When the Trump administration decided to relocate the U.S. Embassy to Jerusalem, a critical juncture in the Palestinian people’s struggle for freedom, the Palestinian Authority leadership failed to respond in any meaningful way. It also failed to prevent the murder of civilians in Gaza and instead continued its punitive policies toward the 2 million besieged Palestinians living in the strip — including by withholding public servants’ salaries.After waiting for 22 years since its last meeting, the Palestinian National Council convened recently in Ramallah to choose the executive committee of the Palestine Liberation Organization (PLO) and its chairman. The four-day meeting that took place between April 30 and May 3 was a painful reminder of how Palestinian democracy is being undermined by Palestinian leaders.
The meeting ended with the announcement of a new Palestinian leadership based on patronage and narrow factional politics. The so-called elections missed the most crucial element in any functioning political system: the people, who were dismissed, marginalized, and silenced in a dreadful illustration of the growing disconnect between the political elites and those they govern. Though this is not a particularly new phenomenon, the level of the leadership’s arrogance was astonishing.

In addition to the Israeli military occupation of Palestinian territory, Palestinians suffer from the absence of legitimate leadership and the lack of accountable and inclusive political structures and democratic, effective, and transparent governance. All of this prevents Palestinians from confronting the multiple levels of oppression and repression they face. Reversing this sad state of affairs is an unattainable objective in the existing Palestinian political system. Yet it is a prerequisite if upcoming generations of Palestinians are to have brighter prospects.

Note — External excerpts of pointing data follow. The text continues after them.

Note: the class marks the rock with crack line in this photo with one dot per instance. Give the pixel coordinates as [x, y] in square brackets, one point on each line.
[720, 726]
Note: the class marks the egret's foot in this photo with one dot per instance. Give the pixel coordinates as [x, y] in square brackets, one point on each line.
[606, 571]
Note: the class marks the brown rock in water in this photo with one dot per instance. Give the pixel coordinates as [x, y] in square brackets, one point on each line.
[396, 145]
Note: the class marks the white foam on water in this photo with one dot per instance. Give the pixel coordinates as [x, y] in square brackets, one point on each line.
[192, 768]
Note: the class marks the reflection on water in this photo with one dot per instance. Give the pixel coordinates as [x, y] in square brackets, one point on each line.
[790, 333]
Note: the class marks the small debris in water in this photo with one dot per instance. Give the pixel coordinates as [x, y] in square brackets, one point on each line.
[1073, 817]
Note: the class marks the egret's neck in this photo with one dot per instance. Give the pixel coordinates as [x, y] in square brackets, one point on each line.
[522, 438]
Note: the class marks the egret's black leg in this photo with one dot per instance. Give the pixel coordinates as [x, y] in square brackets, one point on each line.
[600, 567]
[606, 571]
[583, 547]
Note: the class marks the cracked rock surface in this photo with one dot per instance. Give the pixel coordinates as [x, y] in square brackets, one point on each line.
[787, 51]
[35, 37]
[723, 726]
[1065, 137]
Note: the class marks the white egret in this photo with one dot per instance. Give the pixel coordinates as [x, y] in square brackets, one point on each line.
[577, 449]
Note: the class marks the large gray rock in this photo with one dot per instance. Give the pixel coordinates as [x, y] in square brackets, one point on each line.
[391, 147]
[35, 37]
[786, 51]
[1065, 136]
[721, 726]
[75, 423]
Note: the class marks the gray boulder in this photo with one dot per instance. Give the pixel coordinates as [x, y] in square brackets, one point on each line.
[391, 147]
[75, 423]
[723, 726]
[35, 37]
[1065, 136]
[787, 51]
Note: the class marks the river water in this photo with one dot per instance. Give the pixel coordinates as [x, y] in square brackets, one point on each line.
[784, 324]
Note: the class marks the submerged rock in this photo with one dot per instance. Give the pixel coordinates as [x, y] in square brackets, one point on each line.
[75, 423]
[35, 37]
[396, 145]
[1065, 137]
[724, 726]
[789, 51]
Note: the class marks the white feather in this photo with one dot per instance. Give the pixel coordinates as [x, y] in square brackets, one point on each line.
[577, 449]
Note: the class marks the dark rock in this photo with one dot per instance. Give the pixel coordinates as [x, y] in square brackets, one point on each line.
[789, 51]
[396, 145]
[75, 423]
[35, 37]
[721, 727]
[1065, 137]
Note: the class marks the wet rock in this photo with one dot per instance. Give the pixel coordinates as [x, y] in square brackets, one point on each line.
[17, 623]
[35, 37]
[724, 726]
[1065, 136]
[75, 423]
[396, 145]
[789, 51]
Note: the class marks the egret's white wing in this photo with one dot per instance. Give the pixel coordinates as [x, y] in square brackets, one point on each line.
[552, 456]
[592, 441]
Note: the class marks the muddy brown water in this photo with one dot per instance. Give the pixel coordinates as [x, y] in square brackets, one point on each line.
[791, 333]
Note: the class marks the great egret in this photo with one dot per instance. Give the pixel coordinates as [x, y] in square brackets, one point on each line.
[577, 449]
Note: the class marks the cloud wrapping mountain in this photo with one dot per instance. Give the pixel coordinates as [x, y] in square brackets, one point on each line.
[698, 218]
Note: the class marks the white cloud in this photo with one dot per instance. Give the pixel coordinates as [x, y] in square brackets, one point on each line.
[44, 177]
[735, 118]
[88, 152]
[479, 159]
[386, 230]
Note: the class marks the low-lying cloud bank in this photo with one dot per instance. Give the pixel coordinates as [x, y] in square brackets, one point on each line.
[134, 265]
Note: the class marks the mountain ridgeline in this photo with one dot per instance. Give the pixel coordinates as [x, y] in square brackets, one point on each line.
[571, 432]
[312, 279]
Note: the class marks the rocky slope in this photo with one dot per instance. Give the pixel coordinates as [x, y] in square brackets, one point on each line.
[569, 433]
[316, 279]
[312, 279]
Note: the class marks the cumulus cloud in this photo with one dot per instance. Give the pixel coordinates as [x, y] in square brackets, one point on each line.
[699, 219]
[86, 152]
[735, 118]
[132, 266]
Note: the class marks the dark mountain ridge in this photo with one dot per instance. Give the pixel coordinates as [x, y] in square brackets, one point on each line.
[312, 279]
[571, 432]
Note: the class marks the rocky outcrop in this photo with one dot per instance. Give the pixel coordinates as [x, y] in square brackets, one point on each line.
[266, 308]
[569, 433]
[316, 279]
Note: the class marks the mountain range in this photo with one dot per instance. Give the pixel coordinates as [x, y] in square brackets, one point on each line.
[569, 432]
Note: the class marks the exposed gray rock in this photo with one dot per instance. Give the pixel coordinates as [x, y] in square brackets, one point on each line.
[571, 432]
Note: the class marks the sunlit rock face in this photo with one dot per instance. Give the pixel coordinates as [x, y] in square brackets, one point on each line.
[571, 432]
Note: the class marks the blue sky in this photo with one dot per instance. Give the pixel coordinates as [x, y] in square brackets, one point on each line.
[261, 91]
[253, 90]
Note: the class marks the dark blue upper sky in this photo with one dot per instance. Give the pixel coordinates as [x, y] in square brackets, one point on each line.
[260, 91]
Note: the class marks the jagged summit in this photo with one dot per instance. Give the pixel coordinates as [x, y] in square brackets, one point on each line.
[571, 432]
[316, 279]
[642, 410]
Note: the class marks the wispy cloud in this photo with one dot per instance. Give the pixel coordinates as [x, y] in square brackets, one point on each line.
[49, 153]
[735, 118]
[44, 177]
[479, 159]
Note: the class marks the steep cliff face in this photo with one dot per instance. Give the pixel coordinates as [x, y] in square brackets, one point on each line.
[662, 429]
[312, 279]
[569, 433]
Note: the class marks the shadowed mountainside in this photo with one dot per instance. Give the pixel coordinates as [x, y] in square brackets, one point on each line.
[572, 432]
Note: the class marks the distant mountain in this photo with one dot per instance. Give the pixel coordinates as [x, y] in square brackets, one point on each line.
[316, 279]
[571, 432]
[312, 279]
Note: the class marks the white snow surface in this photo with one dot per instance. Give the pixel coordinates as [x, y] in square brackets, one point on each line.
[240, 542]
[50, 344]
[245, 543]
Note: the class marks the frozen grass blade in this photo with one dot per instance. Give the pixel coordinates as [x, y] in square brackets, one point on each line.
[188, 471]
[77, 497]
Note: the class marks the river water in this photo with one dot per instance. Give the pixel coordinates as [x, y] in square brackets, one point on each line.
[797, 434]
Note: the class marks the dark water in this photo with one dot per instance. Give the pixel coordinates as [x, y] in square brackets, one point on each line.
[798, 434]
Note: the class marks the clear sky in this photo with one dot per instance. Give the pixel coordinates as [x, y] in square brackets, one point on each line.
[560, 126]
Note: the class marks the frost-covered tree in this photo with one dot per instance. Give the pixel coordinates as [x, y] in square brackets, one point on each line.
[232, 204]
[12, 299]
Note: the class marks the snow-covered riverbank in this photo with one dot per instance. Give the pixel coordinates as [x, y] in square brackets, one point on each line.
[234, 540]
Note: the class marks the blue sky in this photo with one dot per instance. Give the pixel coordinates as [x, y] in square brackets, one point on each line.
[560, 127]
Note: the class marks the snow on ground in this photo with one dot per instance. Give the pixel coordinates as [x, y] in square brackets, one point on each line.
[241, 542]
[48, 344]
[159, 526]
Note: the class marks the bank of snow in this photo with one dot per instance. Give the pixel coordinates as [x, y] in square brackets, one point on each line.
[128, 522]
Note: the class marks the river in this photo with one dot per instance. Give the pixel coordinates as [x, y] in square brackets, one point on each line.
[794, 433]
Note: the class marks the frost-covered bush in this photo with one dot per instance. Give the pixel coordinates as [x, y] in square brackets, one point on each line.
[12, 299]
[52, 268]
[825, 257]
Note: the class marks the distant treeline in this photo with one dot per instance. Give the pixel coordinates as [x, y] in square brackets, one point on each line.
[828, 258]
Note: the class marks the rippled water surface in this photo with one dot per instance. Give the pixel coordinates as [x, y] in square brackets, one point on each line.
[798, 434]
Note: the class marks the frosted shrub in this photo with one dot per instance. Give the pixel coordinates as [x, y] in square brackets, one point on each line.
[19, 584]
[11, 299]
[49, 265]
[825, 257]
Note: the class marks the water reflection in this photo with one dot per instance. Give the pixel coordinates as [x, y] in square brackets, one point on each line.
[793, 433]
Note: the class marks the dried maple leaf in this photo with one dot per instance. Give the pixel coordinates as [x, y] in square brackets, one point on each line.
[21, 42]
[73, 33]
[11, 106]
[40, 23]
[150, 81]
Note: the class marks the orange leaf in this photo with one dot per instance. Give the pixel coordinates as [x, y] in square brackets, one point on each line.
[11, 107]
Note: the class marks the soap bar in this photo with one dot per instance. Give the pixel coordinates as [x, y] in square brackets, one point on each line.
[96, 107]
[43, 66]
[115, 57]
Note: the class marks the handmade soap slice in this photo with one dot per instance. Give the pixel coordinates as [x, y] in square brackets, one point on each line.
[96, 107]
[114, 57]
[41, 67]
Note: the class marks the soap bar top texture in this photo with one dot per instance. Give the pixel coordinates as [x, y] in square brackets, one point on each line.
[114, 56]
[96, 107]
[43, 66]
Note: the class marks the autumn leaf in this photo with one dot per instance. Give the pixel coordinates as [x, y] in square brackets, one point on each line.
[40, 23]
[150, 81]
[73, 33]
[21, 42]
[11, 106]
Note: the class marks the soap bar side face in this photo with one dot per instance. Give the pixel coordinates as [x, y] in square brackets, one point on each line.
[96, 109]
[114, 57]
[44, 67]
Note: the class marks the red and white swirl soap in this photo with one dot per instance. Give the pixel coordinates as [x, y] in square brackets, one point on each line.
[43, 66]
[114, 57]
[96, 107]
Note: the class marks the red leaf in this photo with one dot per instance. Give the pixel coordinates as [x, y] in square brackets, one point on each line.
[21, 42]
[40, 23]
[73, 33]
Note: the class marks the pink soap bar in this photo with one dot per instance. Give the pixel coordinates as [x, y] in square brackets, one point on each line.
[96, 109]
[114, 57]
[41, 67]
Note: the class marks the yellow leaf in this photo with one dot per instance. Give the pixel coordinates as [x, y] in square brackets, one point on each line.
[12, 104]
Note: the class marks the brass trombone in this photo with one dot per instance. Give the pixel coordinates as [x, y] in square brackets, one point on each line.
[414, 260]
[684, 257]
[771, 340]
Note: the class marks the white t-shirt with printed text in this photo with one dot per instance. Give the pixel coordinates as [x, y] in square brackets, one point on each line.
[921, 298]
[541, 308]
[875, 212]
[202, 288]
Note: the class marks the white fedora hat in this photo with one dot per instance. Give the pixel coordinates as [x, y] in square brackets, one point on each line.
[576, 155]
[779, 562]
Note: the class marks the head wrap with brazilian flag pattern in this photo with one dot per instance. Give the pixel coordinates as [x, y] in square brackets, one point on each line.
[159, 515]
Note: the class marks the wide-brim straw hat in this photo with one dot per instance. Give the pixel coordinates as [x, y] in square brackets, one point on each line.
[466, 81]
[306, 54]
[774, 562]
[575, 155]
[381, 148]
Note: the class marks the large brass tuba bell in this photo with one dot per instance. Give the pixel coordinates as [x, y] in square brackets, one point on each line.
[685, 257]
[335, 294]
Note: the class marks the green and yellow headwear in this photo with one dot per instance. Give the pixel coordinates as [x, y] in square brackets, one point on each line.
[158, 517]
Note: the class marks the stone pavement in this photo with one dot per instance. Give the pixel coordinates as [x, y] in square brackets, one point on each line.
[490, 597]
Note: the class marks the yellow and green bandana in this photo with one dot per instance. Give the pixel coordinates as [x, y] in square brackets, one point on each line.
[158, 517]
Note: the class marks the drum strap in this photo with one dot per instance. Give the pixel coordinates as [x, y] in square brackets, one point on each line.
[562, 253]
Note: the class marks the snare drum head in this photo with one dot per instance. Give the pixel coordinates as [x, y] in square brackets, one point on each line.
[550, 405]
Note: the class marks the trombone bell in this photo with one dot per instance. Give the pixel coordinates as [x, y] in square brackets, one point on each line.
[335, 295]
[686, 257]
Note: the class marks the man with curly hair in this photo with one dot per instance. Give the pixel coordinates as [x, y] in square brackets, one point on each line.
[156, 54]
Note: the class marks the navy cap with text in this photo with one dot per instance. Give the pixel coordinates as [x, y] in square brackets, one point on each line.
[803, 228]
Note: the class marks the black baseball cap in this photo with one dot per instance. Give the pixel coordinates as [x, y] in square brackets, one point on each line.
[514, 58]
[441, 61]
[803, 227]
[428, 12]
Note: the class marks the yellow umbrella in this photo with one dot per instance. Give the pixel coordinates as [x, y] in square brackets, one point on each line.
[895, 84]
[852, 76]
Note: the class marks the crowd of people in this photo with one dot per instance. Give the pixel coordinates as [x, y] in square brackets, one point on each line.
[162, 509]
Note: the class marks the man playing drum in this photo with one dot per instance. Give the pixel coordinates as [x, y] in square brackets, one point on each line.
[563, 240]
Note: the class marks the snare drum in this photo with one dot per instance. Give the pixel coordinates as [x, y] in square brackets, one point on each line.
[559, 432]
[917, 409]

If they hope to reinvent the current political system, the Palestinian people and a new generation of leaders must expose the current political elites as they continue to divide, disempower, and marginalize the population. This process of reinvention goes beyond the question of dissolving the Palestinian Authority (PA), the Fatah-Hamas binary, and the frameworks dictated by the Oslo Accords 25 years ago. It will require greater political representation, a more inclusive approach to national planning, and the imagination to transcend the antiquated ideas and blinkered worldview that currently dominate the Palestinian leadership’s political thinking.